In one year dozens of UW faculty and hundreds of students are working together to catalyze livability. The Livable City Year program (LCY) was co-launched by Associate Professor Branden Born with the help of CEP Seniors during Fall quarter of 2016. This year LCY links students with the City of Auburn to help reach sustainability and livability goals. CEP students were able to learn through real-life problem solving and address the specific goals of connectivity and community place-making. By the end of the quarter, students were able to create a Comprehensive Plan on how to physically, socially, culturally, and economically connect Auburn along with strategies for the city to increase local sense of place and Auburn-wide community identity. A variety of UW classes and faculty will continue to work with the City of Auburn during the 2016-2017 academic year and build on these projects.
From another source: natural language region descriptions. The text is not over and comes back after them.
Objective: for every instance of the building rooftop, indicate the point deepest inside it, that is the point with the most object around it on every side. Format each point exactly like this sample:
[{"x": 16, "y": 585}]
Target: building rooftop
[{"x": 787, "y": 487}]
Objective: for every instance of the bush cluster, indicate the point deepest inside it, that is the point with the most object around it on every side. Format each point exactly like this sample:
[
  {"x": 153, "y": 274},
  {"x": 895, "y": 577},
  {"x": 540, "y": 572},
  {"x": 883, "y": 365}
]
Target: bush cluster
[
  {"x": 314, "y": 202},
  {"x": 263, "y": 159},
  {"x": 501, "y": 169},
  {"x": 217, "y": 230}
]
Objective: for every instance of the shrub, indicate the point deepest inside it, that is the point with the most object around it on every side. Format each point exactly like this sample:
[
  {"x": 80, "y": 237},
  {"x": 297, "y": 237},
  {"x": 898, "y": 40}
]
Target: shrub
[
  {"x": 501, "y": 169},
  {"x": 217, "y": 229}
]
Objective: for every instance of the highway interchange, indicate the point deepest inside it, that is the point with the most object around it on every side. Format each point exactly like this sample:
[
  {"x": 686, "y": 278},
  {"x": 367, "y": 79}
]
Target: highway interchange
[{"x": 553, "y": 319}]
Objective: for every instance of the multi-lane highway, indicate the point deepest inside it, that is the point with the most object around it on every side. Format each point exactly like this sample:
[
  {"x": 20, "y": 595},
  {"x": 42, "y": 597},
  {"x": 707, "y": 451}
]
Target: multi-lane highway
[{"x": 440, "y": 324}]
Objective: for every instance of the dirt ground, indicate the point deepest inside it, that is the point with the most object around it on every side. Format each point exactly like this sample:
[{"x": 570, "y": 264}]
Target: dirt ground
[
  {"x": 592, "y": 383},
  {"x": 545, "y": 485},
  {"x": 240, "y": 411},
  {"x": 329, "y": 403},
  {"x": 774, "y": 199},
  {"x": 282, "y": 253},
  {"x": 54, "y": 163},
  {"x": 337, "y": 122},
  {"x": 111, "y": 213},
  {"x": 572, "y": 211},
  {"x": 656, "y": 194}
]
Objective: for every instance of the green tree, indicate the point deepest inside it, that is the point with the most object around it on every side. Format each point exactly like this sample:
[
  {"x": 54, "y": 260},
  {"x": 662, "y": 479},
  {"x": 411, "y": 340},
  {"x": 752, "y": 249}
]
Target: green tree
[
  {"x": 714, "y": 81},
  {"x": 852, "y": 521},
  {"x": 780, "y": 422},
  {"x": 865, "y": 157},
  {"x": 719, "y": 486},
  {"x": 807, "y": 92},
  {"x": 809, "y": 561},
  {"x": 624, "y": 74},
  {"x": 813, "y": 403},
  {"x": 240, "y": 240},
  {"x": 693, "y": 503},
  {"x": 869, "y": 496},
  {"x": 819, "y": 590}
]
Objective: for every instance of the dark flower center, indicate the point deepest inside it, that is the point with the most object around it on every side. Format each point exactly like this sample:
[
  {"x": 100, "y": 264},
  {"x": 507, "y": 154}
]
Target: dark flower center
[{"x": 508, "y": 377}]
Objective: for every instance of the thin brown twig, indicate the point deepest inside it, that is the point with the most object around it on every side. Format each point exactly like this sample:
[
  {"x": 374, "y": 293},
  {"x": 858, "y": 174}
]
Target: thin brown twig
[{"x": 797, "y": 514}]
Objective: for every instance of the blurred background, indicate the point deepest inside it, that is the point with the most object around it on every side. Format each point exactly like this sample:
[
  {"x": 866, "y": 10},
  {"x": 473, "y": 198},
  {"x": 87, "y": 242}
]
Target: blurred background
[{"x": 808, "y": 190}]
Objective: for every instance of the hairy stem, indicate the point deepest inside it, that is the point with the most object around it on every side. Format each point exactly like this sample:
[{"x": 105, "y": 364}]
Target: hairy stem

CEP Senior, Caroline Beightol, is creating a video to document LCY for her senior project. “I am further exploring the potential benefits of experiential learning and university-community partnerships that come from having a program like Livable City Year in place. I am working on putting together a video that will highlight the breadth of work done in Auburn by students across multiple disciplines throughout the year. My hope is that it will get students and faculty excited about getting involved in future Livable City Year partnerships, because I feel the concept of LCY to be a really powerful one. City governments often lack the resources that universities have the capacity to provide while giving students a meaningful and hands-on learning experience. It’s a win-win.”

Caroline also participated in the project herself. She said her favorite part of working with the City of Auburn was getting to hear from engaged community members. She said, “It was refreshing to hear from so many people that cared so much about their neighborhood. Having the opportunity to serve as a liaison between them and the city and voice their opinions where they may not otherwise be heard was really cool.”

Allan Vann, another CEP senior who worked on the project, said his favorite part of the project was working independently and having free range over the project. He said, “Our scope of work was simple: define placemaking contextual to the City of Auburn and find suggestions for placemaking strategies. We were not confined by a single definition of placemaking, which allowed us to suggest a variety of strategies based on our own research and findings.” Allan said one of the most challenging parts of the project was the time frame they were working with. Students only had one academic quarter to do a variety of tasks including: conducting research on the history of Auburn, creating a survey, strategically implementing the survey, analyzing the results, extracting suggestions, and creating a full report.

Next year, UW will be partnering with a different city. Keep an eye out for the Livable City Year video and updates, and course offerings next Fall. Caroline said, “It’s hugely rewarding and cities really appreciate the help.”